Abstract: FR-OR076
Quantitative Systems Pharmacology (QSP) Model of Metabolic Bone Disease in ESRD
Session Information
- Mineral Disease: FGF23 and Mineral Metabolism
November 03, 2017 | Location: Room 273, Morial Convention Center
Abstract Time: 06:06 PM - 06:18 PM
Category: Mineral Disease
- 1201 Mineral Disease: Ca/Mg/PO4
Authors
- Brier, Michael E., University of Louisville, Louisville, Kentucky, United States
- Graves, Matthew J, University of Louisville, Louisville, Kentucky, United States
- Lederer, Eleanor D., University of Louisville; Robley Rex VA Medical Center, Louisville, Kentucky, United States
- Gaweda, Adam E., University of Louisville, Louisville, Kentucky, United States
Background
Metabolic bone disorder (MBD), a universal complication of chronic kidney disease (CKD), is a recognized contributor to the accelerated mortality of CKD patients but achieving established goals for therapy is challenging. We tested the hypothesis that a QSP model of MBD-CKD could provide a precision medicine tool to guide pharmacologic interventions for MBD.
Methods
We modified the Peterson-Riggs (Bone 2010) model of phosphate (PO4), calcium (Ca), PTH, and Calcitriol (CTL) in CKD to apply to end-stage renal disease patients.

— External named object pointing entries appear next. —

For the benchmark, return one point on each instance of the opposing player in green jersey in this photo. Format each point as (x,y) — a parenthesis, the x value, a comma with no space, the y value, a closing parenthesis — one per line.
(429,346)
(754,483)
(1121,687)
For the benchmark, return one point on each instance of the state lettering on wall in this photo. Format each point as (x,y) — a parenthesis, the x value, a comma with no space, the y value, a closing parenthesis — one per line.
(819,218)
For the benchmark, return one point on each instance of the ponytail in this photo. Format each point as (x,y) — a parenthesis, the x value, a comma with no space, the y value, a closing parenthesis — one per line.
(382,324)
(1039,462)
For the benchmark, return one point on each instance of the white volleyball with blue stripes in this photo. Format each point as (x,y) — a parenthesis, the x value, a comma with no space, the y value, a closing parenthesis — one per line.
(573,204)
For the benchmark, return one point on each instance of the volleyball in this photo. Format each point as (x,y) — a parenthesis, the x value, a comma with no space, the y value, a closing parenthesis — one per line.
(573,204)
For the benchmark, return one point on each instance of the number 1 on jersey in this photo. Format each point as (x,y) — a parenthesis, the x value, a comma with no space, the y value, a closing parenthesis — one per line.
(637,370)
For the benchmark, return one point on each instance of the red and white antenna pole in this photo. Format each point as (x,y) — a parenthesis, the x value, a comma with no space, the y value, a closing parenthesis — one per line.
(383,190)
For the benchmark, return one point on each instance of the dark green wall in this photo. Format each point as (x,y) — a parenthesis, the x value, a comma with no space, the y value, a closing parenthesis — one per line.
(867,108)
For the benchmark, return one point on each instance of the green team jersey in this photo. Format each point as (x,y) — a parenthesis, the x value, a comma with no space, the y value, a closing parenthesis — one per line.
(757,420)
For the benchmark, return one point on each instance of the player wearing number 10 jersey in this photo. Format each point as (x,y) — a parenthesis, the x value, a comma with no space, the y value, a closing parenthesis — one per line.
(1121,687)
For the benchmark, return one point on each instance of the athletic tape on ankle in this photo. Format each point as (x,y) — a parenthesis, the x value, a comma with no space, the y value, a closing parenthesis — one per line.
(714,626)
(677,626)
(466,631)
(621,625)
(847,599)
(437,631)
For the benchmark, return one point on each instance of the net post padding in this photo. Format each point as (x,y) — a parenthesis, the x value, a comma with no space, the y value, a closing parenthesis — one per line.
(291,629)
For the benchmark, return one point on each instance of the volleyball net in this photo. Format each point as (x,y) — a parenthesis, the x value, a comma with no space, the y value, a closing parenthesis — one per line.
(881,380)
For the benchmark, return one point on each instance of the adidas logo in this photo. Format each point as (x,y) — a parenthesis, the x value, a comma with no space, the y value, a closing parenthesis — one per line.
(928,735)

The model consists of a set of nonlinear differential equations describing the regulation of serum PO4, Ca, PTH, and CTL, implemented in Matlab, and includes the effect of intermittent hemodialysis and the administration of phosphate binders, cinacalcet, and vitamin D analogs. We tested the model by simulating the administration of different agents and performed a Sensitivity Analysis to identify key model components. Data were obtained from in-center dialysis patients at the University of Louisville.
Results
The QSP model accurately predicts the concentration time profile of PTH following repeated administration of cinacalcet and CTL and the impact of intermittent hemodialysis on the serum concentrations of Ca and PO4. Sensitivity Analysis results for the top 5/100 parameters along with the contribution of each of the individual components are shown. The table entries represent the correlation between the model parameters and goodness of fit for an individual patient. The model is most sensitive to flux of PO4, kidney PO4 excretion, and Ca absorption and hydroxyapatite conversion.
Conclusion
We conclude that a QSP model of MBD-CKD accurately predicts the serum concentrations of PO4, Ca, PTH, and CTL and that these predictions are heavily influenced by PO4 flux, PO4 excretion sensitivity, and availability of Ca.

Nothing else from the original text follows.